In one recent case, prosecutors and law enforcers in Illinois stopped
releasing information about arrests.
A committee of Illinois Supreme Court amended the court's "Rules
of Professional Conduct" to limit out-of-court comments by
attorneys involved in criminal trials. Opposed by prosecutors, one
new rule cautioned prosecutors to "exercise reasonable care
to prevent investigators, law enforcement personnel, employees or
other persons assisting or associated with the prosecutor in a criminal
case from making an extra-judicial (out-of-court) statement that
the public prosecutor or other government lawyer would be forbidden
from making."
When the rule took effect, several angry county prosecutors decided
it prohibited police from providing even basic information about
an arrest, including names and circumstances. The news blackout
was short-lived, but some saw it as another harbinger of future
media struggles for information.
Doing Our Job?
Some journalists considered it an intrusion when Fairfax County,
Va., police began dispensing advice to crime victims about how to
deal with the media.

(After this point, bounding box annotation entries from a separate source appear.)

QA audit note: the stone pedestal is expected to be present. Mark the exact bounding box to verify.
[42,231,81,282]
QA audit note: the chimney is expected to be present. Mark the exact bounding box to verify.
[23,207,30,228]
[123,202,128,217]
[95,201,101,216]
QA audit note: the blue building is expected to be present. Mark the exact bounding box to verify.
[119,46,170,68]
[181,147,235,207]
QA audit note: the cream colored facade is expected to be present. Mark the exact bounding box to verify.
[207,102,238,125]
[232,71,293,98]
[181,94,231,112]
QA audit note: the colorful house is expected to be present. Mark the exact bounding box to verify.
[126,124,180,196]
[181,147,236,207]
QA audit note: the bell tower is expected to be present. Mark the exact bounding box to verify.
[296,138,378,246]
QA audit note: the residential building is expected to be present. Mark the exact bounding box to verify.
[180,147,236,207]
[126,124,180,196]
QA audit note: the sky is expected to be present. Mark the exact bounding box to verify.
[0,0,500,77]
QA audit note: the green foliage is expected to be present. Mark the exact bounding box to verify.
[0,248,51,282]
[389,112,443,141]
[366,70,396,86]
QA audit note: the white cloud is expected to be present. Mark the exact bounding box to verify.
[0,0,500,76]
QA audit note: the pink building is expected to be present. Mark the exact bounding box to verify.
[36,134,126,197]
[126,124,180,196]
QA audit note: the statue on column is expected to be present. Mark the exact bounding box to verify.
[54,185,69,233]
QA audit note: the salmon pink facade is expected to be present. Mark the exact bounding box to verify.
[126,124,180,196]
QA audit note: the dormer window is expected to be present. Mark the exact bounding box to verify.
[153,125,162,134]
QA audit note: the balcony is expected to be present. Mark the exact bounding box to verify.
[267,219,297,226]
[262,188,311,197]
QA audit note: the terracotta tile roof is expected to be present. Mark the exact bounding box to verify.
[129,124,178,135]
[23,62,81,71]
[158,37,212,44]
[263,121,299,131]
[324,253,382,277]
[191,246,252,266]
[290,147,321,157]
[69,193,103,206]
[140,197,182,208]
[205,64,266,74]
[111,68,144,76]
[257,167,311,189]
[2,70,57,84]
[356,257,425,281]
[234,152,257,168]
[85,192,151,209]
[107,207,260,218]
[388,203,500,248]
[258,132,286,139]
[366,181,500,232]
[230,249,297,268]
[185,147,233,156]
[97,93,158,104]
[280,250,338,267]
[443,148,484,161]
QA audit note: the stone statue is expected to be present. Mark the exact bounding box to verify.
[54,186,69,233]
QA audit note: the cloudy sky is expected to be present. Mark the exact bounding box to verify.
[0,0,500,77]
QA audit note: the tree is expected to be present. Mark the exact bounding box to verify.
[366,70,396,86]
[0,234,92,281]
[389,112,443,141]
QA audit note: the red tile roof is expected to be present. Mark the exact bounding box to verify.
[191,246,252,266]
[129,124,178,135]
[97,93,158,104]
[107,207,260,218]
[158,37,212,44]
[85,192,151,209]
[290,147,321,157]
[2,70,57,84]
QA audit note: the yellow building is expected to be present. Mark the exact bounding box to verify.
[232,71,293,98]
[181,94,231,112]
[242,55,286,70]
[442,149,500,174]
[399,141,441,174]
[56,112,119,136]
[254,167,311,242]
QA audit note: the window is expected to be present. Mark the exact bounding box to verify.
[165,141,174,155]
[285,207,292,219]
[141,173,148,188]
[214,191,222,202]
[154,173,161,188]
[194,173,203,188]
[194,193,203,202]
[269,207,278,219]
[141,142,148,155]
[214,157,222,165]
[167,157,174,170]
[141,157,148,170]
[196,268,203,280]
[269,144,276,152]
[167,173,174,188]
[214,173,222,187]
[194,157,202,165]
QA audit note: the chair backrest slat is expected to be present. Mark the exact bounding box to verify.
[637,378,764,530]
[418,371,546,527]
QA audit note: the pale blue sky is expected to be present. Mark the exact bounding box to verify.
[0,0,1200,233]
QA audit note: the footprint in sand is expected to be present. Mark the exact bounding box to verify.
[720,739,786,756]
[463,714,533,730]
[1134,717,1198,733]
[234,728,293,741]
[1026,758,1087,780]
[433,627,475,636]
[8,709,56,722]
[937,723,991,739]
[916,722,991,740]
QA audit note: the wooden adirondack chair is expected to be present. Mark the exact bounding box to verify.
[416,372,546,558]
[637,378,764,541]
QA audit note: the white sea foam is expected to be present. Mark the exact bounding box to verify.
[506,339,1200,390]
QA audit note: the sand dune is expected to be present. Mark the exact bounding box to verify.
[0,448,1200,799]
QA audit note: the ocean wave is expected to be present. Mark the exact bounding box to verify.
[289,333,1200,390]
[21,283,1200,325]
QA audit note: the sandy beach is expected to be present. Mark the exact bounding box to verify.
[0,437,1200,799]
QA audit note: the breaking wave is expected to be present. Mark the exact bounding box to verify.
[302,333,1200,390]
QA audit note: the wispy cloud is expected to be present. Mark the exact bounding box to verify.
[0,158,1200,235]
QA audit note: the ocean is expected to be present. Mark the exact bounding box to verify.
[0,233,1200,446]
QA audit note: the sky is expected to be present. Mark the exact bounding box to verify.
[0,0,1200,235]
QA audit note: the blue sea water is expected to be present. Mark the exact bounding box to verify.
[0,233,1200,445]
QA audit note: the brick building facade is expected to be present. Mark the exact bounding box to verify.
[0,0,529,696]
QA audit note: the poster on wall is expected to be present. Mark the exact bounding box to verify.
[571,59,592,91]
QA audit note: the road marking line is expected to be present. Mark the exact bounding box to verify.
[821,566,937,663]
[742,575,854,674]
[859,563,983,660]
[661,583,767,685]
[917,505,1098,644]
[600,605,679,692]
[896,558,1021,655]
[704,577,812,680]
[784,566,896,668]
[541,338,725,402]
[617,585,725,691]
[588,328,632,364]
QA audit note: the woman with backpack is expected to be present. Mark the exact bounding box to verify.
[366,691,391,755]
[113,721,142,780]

Cops give victims in prominent cases a card
that forewarns them about reporters, advises them they are not required
to cooperate with journalists and suggests they call police before
they agree to talk.
The card carries the phone numbers for the assigned officer, a
PIO and the local victim services agency.
The use of media-advice cards was prompted by the airing of news
videotape about an abduction that was viewed as irresponsible by
Fairfax cops. Journalists protested the move, but a number of police
departments across the country were said to be looking in to adopting
the Fairfax method.
So far, the innovation has not spread.
Uncooperative Sources
There is nothing a journalist can do to compel an uncooperative
law enforcer to answer questions. This is a frequent frustration
for every journalist. Here are a few tips:
- Don't lose your cool. Bullying almost never works. Calmly
explain why it behooves the reticent source to speak to you –
for example, to avoid the reporting of misinformation, to reassure
the citizenry, or to air both sides in a controversy. If the source
is a crime commissioner or police chief, you might suggest that
media work is part of his job.
- Is negotiation appropriate? For example, a source who turned
you away from his home might agree to sit down at a neutral location.
In special cases, consider allowing ground rules. Although a controversial
tactic, some news managers will consider a ground rule in which
you agree not to press for certain details. Talk to your editor
first.
- Leave your business card and include 24-hour contact numbers.
Perhaps the source will reconsider.
- Try e-mail. Some journalists find the informality and impersonal
nature of e-mail puts some sources at ease.
- If the source is avoiding you, camp out at his office. If
that fails, follow him to public appearances – a promotion
ceremony or crime forum.
- Use your contact resources. Your news organization should
maintain a data base of emergency contact information – home,
cell, beeper, e-mail – for crucial law enforcement personnel.
Using the information sparingly, but use it when necessary. (If
your operation doesn't have such a list, start one.)
- Contact the source's closest colleagues.
- Contact the source's lawyer if he has one.
- Is the information you seek available at a second, more cooperative
source? For example in a police scandal the prosecutor of jurisdiction
or the chairman of the government committee that oversees law enforcement
in your city or county should be able to provide some details or
comment. Press other elected officials, as well.
- If necessary, go over the source's head. Perhaps the supervisor
will be more motivated to speak with you.
- Keep notes on your attempts to contact a reticent source.
These could be used in a story or to respond to a source's complains.
- Don't go it alone if an entire squad or department shuts
you out. Tell your editors, and make sure they follow through with
politicians and law enforcement supervisors, if appropriate.
- Be persistent, but don't harass a source. If the source declines
comment verbally or fails to respond to messages you know he has
received, there is little more you can do.